山と草むらを駆けまわる名盤ロックサウンド。


No.曲名時間作曲編曲作詞
1ヒヲウの夕暮れ2:38山口洋
2ヒヲウのテーマ1:26
3険しい旅4:12
4戦士の休息2:56
5旅の景色1:21
6ヒヲウのロックンロール1:51
7切なさを知らず3:16
81:45
9風陣2:38
10襲撃3:41
11蒸気機巧1:18
12灰色の郷2:26
13ウィンディ・ディ4:41
14シャムロック・ショア3:39
15機の民2:58
16テツ1:20
17カントリー・ジェントルマン2:00
18コロコロ機巧0:39
19深雪1:59
20ソー ユゥ ウォント トゥ ビー2:27
21CROSSROAD3:35Little VoiceHAL菅原みき遠藤久美子
 カウボーイビバップを機に独立したサンライズ第2スタジオがBONESとなった。
 同年に劇場版エスカフローネのアニメーション制作も行ったが、本作「機巧奇傳ヒヲウ戦記」がBONES初の完全元請オリジナルアニメである。
 逢坂浩司氏の温かみあるキャラクターデザインと、幕末を舞台にした虚実絡み合う冒険活劇の快作アニメーション。

 音楽担当は山口洋氏。
 九州は福岡で生まれた伝説的バンド・ヒートウェイヴのギター・ボーカル担当。
 なぜ氏がアニメ劇判という一見無縁の舞台に抜擢されたかというと、音楽Pの野崎圭一氏のほぼ独断とのことである。
 「人間の体温と木の香りがする音楽はないか」という要望にぴったりハマったのが山口氏ということだ。
 氏としても映画音楽を作ってみたかったということで乗り気になったという。
 アミノテツロー監督が氏の想像していたアニメオタク像とはいい意味で異なっていた(!)などの面白エピソードもある。
 テーマは「ガキは鼻水垂らして野を駆けろ」。
 山口氏単独のクレジットだが、バンドマンは完全にヒートウェイヴ。

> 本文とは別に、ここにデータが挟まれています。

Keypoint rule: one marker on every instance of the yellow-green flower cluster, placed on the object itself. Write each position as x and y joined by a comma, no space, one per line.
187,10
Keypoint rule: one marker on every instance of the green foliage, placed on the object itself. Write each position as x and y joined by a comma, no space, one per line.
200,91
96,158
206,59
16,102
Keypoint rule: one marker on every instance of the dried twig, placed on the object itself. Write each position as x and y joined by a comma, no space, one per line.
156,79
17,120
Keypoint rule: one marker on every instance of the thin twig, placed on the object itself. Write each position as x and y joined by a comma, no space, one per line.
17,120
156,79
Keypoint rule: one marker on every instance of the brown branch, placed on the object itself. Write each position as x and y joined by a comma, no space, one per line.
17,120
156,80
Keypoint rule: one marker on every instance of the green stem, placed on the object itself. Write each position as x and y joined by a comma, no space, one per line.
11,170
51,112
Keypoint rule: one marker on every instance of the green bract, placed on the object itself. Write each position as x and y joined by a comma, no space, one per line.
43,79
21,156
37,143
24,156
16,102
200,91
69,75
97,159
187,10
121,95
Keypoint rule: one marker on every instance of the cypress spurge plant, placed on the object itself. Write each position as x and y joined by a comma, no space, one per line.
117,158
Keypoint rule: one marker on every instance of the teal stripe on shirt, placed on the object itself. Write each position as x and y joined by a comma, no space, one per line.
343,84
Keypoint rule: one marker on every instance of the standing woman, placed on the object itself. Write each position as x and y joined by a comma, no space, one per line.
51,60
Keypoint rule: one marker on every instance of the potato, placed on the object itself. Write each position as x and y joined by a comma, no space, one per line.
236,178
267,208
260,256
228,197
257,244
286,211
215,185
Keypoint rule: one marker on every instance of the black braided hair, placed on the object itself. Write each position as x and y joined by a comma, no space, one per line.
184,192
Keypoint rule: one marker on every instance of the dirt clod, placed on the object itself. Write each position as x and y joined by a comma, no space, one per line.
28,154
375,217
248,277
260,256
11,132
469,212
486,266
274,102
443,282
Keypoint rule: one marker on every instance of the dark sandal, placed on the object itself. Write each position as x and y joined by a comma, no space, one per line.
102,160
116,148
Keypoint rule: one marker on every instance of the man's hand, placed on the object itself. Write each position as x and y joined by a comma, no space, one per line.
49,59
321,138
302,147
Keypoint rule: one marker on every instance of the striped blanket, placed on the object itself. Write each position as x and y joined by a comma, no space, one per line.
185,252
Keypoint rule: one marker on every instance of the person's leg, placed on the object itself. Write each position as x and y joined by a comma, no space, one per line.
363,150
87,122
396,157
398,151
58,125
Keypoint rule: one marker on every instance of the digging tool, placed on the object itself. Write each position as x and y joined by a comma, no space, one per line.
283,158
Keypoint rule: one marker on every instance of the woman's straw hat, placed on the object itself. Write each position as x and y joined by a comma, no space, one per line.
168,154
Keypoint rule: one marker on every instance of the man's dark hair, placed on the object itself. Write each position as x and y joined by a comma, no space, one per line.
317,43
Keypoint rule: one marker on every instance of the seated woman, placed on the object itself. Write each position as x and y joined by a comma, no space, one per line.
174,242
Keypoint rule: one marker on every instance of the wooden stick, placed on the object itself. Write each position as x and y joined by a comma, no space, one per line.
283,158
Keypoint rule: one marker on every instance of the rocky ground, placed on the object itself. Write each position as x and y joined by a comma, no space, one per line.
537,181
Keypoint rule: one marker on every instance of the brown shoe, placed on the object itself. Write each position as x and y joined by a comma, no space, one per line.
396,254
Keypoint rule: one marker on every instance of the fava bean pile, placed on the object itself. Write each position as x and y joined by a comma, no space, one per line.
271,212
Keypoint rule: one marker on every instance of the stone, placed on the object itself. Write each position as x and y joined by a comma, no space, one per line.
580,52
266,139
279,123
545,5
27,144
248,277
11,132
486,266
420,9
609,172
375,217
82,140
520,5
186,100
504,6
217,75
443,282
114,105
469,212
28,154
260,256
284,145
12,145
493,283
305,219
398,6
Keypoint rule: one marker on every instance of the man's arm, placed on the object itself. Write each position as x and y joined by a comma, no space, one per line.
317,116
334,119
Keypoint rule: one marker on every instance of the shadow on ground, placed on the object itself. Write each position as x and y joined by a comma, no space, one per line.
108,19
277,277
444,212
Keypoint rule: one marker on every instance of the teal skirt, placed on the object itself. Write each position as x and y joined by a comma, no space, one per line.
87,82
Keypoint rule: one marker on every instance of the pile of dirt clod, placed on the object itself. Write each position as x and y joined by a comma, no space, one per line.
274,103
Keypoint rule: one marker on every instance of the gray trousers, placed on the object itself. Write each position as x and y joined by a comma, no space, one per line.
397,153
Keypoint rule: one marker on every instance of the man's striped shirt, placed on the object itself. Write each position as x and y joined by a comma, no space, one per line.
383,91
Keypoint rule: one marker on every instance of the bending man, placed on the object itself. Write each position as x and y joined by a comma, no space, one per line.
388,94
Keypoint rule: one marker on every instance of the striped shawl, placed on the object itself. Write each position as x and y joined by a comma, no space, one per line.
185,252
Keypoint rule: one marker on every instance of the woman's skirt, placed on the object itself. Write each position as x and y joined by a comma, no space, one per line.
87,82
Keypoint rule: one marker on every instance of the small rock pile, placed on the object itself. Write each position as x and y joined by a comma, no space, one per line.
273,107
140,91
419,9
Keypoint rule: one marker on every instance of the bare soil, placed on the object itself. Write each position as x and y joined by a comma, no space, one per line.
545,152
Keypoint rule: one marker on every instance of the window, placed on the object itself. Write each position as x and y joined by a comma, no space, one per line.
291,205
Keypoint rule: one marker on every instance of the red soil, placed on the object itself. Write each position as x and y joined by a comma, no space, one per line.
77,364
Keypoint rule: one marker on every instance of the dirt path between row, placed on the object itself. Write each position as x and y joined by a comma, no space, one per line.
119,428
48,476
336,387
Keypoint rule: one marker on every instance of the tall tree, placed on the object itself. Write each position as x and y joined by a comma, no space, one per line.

テーマ通り、優しくも荒々しい音楽を展開する。

 1曲目「ヒヲウの夕暮れ」から本作のベストバウトである。   
 この曲をバラエティ番組で聞いたことのある人は少なくないだろう。「鉄腕DASH」の福島DASH村をはじめ、数多くの「自然や田舎を取材した番組」で頻繁に流れている。
 アコースティックな構成で惜しみなく使われる西洋民俗楽器が、西洋感以上にどこか懐かしい日本の土着的な雰囲気を醸し出す名曲。
 この曲はヒートウェイヴの持ち曲「ガーディアンエンジェル」のインスト版に該当する。
 本作BGMにはちょくちょくヒートウェイヴ曲のインスト版があり、興味がある人はぜひヒートウェイヴのアルバムにも手を伸ばすことをお勧めする。

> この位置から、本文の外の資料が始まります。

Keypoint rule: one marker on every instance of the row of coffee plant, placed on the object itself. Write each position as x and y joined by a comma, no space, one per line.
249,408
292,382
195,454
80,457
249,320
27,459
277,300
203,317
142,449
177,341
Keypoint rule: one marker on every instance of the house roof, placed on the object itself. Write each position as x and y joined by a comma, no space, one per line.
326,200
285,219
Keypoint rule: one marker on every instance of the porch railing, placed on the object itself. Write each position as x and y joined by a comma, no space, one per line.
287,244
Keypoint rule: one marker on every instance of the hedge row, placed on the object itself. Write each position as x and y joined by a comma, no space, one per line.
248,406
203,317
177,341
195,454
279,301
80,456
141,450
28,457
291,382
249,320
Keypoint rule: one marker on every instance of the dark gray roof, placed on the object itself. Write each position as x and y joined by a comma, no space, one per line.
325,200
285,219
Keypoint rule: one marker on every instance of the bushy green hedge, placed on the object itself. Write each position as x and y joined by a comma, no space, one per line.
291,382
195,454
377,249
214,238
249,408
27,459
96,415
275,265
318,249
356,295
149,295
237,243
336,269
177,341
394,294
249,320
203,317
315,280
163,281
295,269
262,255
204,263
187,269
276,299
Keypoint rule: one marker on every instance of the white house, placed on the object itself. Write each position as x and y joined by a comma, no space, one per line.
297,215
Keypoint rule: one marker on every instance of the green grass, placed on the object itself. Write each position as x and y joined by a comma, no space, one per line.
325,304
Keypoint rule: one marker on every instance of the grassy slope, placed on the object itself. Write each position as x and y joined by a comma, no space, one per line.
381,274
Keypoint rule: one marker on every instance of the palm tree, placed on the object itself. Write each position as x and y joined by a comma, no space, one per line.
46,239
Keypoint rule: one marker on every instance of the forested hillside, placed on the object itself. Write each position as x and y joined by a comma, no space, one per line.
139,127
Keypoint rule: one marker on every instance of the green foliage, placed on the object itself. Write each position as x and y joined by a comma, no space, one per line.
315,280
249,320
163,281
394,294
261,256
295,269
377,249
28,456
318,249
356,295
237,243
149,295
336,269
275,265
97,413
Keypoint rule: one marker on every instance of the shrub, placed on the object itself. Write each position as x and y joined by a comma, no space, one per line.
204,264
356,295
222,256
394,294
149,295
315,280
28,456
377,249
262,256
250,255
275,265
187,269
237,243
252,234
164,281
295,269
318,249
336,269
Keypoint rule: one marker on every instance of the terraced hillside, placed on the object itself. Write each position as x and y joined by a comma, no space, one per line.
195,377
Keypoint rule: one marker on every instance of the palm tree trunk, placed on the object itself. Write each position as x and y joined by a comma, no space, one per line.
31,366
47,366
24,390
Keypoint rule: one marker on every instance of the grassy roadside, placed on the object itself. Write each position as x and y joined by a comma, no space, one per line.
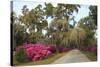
90,55
49,60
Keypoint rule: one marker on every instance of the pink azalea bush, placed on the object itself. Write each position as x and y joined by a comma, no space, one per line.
36,52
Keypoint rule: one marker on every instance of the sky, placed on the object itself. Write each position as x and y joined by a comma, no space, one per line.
18,5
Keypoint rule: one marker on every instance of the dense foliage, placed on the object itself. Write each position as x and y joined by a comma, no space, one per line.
51,25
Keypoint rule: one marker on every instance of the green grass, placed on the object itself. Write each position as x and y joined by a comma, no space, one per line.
49,60
90,55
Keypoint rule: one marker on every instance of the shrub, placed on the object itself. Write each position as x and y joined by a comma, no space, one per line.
34,52
21,56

 インストの名OP「ヒヲウのテーマ」、緊迫感を演出しながらもヒートウェイヴの音楽性を失わず成り立つ名BGM「襲撃」など、非凡なBGMが続く。
 非常に澄んだ音響でこれを聴けるのにも理由があり、本作BGMは蔵王の廃小学校で衆力されており、通常のスタジオとは一味違う音響レベルで収録されているのである。
 リズムをとる音すらもマイクに吹き込み、音楽性と劇判としての機能を限界まで両立させている、「劇判作家のものではない劇判」の極致と言っても過言ではない。
 地味にエンクミのEDがフルサイズ収録なのもよいところ。タイアップながら、このサントラの雰囲気を壊さない優しさがある良質なキッズアニメソングである。

 間違いなく名盤であるが、10年以上もの間プレミア価格がつきっぱなしである。
 逢坂氏による優しい画風のジャケットと、収録秘話を記したブックレットもあり、プレミア価格に手を伸ばしても満足できる逸品ではあるが、少々敷居が高くもあるだろう。
 稀に、ネット価格よりも数千円安いくらいの値段で中古ショップで見かけるので、ヒヲウのOPなどでこのサントラに興味がわいた人は、足繫くショップを見張ってみるとよい。